Listen To Your Partner Like She/He's Not Dumb, Crazy, or Just Mean
- Chuck Powers

- Jul 14
- 3 min read

Listening with Love
When I sit with couples in the therapy room, one of their most transformative moments often starts with a very simple invitation:
What if you listened to each other like neither of you is dumb, crazy, or mean?
Yeah, that may sound like DRAMA, but I've had to watch so many couples play the BadGuy game so often, and it's hard to watch. Now, not every couple believes their partner is bad or broken, but these attitudes come out in both subtle and less subtle ways. When we feel hurt, unheard, misunderstood, or triggered, it’s surprisingly easy for our brains to slip into protective mode. And in that space, we can start interpreting our partner’s words or actions through a lens of our own pain, suspicion, or frustration:
“Why would they say that?” “Are they just trying to pick a fight?” “They must not care how I feel.”
In Emotionally Focused Therapy (EFT) we try to slow the process down to keep both partners in their thinking/feeling brains and not in the fight, flight, or freeze reactive brain. We step back and look underneath the surface—beneath the words, the tone, the raised voice, the silence, a look or even body language. What’s really going on here? I call it the storm in the counseling room, and I want to run TO the storm (much to the horror of clients sometimes, haha). Let's go there! That's where the pain action is really happening between couples.
EFT reminds us that most conflict in close relationships is not about power, control, or disrespect. It’s about disconnection. It’s about two people reaching for each other in clumsy, painful ways, often driven by fear.
That fear might sound like:
“Do I matter to you?”
“Are you there for me?”
“Am I safe with you?”
And when we don’t feel safe or seen, we start to brace ourselves (build walls). That’s when we stop listening with openness and start reacting out of self-protection.
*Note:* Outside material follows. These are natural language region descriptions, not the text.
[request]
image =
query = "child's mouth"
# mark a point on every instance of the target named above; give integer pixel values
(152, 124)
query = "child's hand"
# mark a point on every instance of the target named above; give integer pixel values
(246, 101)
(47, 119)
But what if we did the opposite?What if, even in the heat of the moment, we paused and told ourselves:
“This is a person I love and who loves me. They’re not dumb. They’re not crazy. They’re not trying to hurt me. They’re hurting. Or scared. Or stuck. And I really want to understand what's happening for them.”
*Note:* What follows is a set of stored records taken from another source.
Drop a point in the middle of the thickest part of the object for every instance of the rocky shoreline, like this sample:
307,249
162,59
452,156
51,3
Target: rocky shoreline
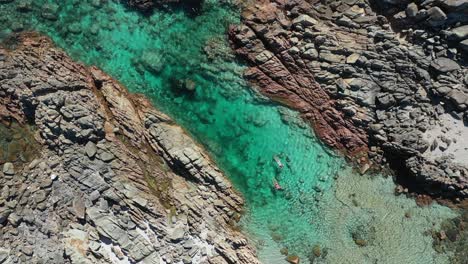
113,180
367,89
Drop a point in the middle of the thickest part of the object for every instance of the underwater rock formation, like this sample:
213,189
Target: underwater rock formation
148,5
364,87
113,179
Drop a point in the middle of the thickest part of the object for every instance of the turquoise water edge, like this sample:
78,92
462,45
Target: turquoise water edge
185,66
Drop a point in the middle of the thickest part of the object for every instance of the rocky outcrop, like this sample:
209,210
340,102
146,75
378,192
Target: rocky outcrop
114,181
363,87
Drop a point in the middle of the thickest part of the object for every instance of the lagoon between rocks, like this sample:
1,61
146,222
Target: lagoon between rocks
325,212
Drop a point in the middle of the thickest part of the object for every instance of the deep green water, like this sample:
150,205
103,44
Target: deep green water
323,203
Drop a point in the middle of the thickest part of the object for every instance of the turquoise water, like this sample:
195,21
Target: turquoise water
185,66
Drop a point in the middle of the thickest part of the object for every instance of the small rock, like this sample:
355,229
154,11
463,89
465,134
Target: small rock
351,59
464,47
360,242
293,259
459,33
412,10
443,65
304,20
8,168
437,17
106,156
177,234
90,149
316,250
4,254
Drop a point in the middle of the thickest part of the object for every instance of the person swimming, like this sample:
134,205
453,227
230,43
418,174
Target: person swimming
278,161
277,186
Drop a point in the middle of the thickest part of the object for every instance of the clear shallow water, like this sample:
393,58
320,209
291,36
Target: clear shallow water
164,54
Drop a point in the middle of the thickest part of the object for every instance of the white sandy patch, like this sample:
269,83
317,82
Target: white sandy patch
457,134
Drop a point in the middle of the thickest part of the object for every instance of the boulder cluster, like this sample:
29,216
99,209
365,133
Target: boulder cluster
113,181
366,85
This is the EFT tone: softening toward our partner, even when we’re hurting—not because it’s easy, but because that softening is what invites connection.
So the next time you’re in a tense conversation, try this:
Take a breath.
Remind yourself that this person is human, just like you.
Listen as if there’s a story behind their words—because there is.
Get curious instead of critical.
Show your partner you're prepared to care for them.
Listening this way doesn’t mean you have to agree. It doesn’t mean your pain doesn’t matter. But it does mean you’re choosing connection over defense. You’re choosing to see your partner not as an adversary, but as someone who, like you, is longing to be seen, understood, and held in love.
And that—more than any clever argument or perfect wording—is what truly heals relationships.
One caveat: This process ONLY works when both partners are engaged in it. If only one partner is creating the safety and the listening, the process will and MUST break down. If one of you doesn't feel safe, then you have NOT built safety together. Caveat 2: This takes practice, and to be honest, some failure to get better. There's always a path out of the storm, but it takes some work to notice it and then execute it, and you can only do that together.
Warmly, A counselor who sees brave couples do this work every day, and never stops being moved by it.